I have a baby ball python, which is 2 months old in a few days, I have only had her a week.
I fed her on Monday a mouse fuzzy, which she took rather well, her weight increased from 78g to 84g. over the following 2 day period.
Now i know that i need to spot clean when she has pooped, however she has not pooped yet, ive checked all hides under decoration etc,but can not find any poop like substance(really what should it look like). I am using aspen substrate,which i'm hoping makes the poop easier to find.
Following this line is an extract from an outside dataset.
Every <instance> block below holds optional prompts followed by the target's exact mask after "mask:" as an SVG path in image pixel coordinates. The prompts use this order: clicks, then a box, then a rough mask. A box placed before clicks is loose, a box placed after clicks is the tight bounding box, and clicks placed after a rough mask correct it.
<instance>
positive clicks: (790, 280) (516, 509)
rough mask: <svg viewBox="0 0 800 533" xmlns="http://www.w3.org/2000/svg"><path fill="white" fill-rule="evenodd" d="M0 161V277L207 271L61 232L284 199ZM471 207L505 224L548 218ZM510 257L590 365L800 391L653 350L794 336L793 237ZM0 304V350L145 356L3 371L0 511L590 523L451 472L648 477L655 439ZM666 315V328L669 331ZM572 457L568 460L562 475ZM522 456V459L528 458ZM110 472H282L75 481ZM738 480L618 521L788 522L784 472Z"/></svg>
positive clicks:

Other info that may or may not help.

I have my vivarium with the warm/basking end at 31 degrees, the cooler end at 26 degrees. humidity around 65%.
Not sure if i need to feed her more for her to poop, or do i just sit it out before feeding her again???:whistling2:

Any advice would be greatly appreciated.: victory:


----------



## ric0898 (Oct 26, 2010)

*royal*

my royals tend to go every six weeks if its poo you will know by the smell trust me its dark in apperance and if they just wee then you may find a white/ yellow lump in there thats just the solid urate they pass and nothing to worry my patel baby has had four feeds with me and still not had a proper poo...... peed as usual 

as for the temps i have a hot end of 90f/32c and a cool end around 84/85f..28/29c


----------



## Amy2310 (Feb 28, 2011)

They can hold it in for weeks, if not months, so a week I wouldn't really worry about.
There is also no need to weigh her in the 2 days after feeding...


----------



## ric0898 (Oct 26, 2010)

*royal*

i would up your temps a bit more as they use the heat to help digest there food :2thumb:


----------



## bavchouhan (Aug 26, 2012)

thanks all,uping the temp so the hotside is 32:2thumb:
How frequently should you weigh the python.


----------



## ric0898 (Oct 26, 2010)

*royals*

i generally weigh mine once a month but only when there empty so after toileting so there at the lowest an true weight and not when full of food others dont weigh some do it every couple of week its a each to there own subject like breeding have so many diff opinions but do what ever you feel comfortable with there is no right and wrong : victory:


----------



## Amy2310 (Feb 28, 2011)

We weigh ours once a month, if I remember. So long as they are eating and look healthy it's not too much of a worry exactly how many grams they are putting on, Unless it's for breeding purposes


----------



## LittlestarRed (Sep 8, 2011)

As others have said Royals can go a long while between poops, so nothing to worry about there.

I weigh my Royals roughly every 4 weeks and after every poop to get an 'empty weight'.

Good luck with your baby!


----------